Post date: Jul 05, 2021 8:50:47 PM
The variance of a data set of intervals should be different from the variance for a Dempster-Shafer structure of exactly the same intervals. See the bottom of the Moments page for a discussion of why this is. See also Variance-extreme distributions for some very simple numerical examples with two intervals that illustrate this.
The realisation that Dempster-Shafer structures and collections of intervals in general have different upper variances arose in considering Marco's 10 intervals described in a FAQ about moments:
[1, 3]
[1.1, 2.9]
[1.19999, 2.8]
[1.3, 2.70001]
[1.39999, 2.60001]
[1.5, 2.5]
[1.6, 2.4]
[1.69999, 2.3]
[1.8, 2.20001]
[1.89999, 2.10001]
If these intervals are equally weighted focal elements of a Dempster-Shafer structure, its biggest possible variance comes from mixing together 10 little Bernoulli distributions over those respective ranges, which gives the variance as 0.3850034. The left figure below shows in blue where the masses would be.
On the other hand, if we apply Vladik’s variance algorithms to the 10 intervals as though they are imprecise data points—and we interpret the intervals to have zero variance—the largest possible variance would be about 0.3849054, which is very slightly smaller. It is the variance of 10 point masses at {3, 2.9, 1.19999, 2.70001, 1.39999, 1.5, 1.6, 1.69999, 2.20001, 1.89999} which extremise the variance among all distributions with a single point mass per interval. The right figure shows in blue where the masses would be in this distribution.
See Dominik’s Matlab code for algorithms to evaluate maximal variances. See also some stupid code to search for distributions that extremize variance for the simplest problems with two intervals.
This post has been edited with corrections by Marco. The original post and corrections are archived below.
Scott originally said:
I had a little crisis when I realised that the variance of a data set of intervals should be different from the variance for a DSS of exactly the same intervals.
There are some questions for Marco on FAQ on the first of the two questions about moments. It seems to me that the biggest possible variance for Marco’s 10-element DSS comes from mixing together 10 Bernoulli distributions over those respective ranges, which gives the largest variance as 0.385, much smaller than Marco’s value. The left figure below shows in blue where the masses would be. Are there are other distributions that could yield bigger variance for the mixture?
On the other hand, it seems to me that if we apply Vladik’s variance algorithms to the 10 intervals as though they are data…and we interpret the intervals to have zero variance…the largest possible variance would be about 0.3825, which is smaller still. The right figure shows in blue where the masses would be in one of the distributions that extremise variance and have one point mass in each interval. At least I think this is what Vladik’s algorithms are assuming. Is that wrong?

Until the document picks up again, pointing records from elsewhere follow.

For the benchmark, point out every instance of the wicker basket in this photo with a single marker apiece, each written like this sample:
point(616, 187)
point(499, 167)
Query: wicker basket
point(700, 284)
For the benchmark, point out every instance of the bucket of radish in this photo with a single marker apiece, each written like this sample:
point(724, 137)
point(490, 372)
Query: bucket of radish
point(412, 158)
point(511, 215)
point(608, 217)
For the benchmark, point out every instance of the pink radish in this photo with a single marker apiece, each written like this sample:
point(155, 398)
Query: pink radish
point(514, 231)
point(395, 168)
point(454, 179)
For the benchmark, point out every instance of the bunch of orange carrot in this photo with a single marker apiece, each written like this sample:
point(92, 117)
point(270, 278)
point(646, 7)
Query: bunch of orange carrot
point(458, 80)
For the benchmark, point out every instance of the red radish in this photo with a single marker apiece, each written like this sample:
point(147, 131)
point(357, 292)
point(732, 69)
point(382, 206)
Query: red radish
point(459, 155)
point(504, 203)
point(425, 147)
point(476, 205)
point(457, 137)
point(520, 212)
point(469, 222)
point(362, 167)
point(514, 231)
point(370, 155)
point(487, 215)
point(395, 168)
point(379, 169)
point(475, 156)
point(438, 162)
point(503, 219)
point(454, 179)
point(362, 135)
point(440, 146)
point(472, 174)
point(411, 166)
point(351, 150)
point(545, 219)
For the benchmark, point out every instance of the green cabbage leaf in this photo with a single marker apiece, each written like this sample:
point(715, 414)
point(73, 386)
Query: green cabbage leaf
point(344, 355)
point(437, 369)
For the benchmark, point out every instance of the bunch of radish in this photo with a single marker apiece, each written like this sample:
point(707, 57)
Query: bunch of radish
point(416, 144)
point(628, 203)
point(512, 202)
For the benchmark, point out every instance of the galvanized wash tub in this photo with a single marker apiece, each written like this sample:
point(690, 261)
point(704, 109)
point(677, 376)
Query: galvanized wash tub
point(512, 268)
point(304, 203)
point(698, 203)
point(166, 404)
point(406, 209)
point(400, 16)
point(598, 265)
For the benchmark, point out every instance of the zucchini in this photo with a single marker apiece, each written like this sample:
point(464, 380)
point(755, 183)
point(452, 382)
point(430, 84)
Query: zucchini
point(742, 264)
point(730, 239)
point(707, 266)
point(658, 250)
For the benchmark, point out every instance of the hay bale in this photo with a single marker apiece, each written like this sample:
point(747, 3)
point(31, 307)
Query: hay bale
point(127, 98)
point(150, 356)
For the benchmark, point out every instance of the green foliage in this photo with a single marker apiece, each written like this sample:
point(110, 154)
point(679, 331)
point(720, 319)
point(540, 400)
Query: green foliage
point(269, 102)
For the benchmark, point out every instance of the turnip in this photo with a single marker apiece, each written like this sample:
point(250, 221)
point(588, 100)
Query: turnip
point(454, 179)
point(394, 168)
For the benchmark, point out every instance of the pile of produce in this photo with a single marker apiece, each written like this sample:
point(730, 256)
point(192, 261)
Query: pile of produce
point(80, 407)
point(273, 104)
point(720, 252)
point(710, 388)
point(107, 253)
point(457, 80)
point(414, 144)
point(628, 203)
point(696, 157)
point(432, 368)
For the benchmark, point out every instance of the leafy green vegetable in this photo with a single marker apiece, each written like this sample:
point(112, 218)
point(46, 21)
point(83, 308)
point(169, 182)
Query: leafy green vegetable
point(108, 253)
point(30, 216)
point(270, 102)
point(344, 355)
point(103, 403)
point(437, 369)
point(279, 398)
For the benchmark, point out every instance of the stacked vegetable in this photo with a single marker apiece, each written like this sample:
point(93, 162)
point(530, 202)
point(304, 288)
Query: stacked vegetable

I haven’t been able to run Dominik’s Matlab code (evil new VPN). So I made some stupid code to search for distributions that extremize variance for the simplest problems with two intervals. These considerations about very simple numerical examples are recorded at Variance-extreme distributions.
The two FAQ questions involving moments are kind of important, so we can maybe afford some material which readers could use to get a running start on the topic. I added the subpage Moments, with some questions for Dominik, that the FAQ could then summarise or refer to.

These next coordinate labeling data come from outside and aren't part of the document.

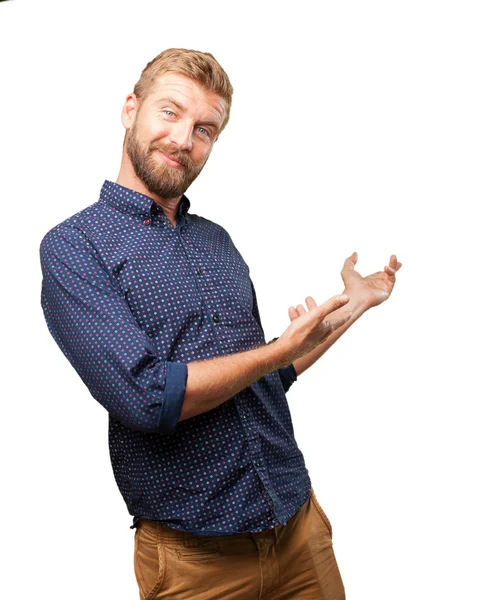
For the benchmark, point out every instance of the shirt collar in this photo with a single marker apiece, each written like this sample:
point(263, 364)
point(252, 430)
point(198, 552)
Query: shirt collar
point(132, 202)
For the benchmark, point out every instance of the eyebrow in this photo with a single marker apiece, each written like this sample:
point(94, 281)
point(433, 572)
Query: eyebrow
point(181, 107)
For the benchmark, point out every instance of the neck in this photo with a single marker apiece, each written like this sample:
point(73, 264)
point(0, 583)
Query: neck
point(128, 178)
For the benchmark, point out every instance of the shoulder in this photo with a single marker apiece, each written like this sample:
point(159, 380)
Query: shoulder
point(73, 230)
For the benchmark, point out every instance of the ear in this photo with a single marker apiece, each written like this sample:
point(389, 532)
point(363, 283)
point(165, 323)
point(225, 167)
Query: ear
point(129, 111)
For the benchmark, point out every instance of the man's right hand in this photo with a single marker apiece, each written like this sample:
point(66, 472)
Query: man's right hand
point(313, 327)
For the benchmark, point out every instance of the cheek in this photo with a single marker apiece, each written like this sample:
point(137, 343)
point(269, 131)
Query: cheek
point(200, 153)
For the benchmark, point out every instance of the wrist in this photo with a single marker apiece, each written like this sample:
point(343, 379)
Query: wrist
point(357, 304)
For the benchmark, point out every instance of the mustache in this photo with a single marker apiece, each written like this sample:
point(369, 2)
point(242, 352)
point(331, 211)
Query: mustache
point(181, 157)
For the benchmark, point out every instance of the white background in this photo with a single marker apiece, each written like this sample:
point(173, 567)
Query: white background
point(354, 126)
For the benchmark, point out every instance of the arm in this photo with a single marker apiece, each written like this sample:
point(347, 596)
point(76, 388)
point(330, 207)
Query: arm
point(364, 293)
point(92, 324)
point(358, 308)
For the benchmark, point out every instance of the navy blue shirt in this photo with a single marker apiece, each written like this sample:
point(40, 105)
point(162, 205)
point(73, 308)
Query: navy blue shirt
point(131, 299)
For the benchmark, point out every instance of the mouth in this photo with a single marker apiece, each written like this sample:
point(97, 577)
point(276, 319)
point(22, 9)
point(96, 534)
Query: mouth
point(171, 161)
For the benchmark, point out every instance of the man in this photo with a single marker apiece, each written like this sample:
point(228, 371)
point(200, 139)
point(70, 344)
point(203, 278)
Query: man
point(155, 309)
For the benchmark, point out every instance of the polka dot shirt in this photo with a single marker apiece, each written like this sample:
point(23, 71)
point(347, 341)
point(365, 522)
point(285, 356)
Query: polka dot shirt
point(131, 299)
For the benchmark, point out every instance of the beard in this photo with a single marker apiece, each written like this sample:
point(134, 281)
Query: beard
point(158, 177)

The last time I had this kind of a weekend, I was totally and fundamentally wrong about every single idea, so I’m acutely aware I may be on drugs. I’m braced for when you tell me that I’ve completely misunderstood what’s happening. Please don’t hesitate.
Marco replied:
Scott,
I think the confusion comes from the fact that I was not using the population variance. https://sites.google.com/site/fuzzypossrisk/say/variance-extremedistributions
When I compute the population variance I get 0.385 for the ten-element DSS, as the largest variance. However, my masses are not located as attached in momdss1 and momdss2. The masses yielding the largest variance are located at (1, 1, 0, 1, 0, 0, 0, 0, 1, 0), where 0 denotes the left and 1 the right endpoint (interval indexed from bottom to top). With the configuration of figure momdss2, which is (0, 1, 0, 1, 0, 1, 0, 1, 0, 1), I do get 0.3825, but I guess that is because it’s a suboptimal maximum. I am not sure what the configuration in figure momdss2 wants to represent, but I find it counter intuitive to have mass on both endpoints. What is the mass on both ends meant to depict?
In summary the best upper bound on the population variance for this interval dataset is indeed 0.385. This could be computed because of the relatively small sample size using a brute force algorithm. Vladik’s algorithm is not brute force, which makes it applicable to larger datasets but it’s suboptimal (not wrong) when compared with the brute force one. Here suboptimal means that it computes an inner approximation of the bound.
Cheers
Marco
Scott replied:
Marco:
I think the confusion comes from the fact that I was not using the population variance. https://sites.google.com/site/fuzzypossrisk/say/variance-extremedistributions
Of course. I think Ander thought of that, but I re-confused myself.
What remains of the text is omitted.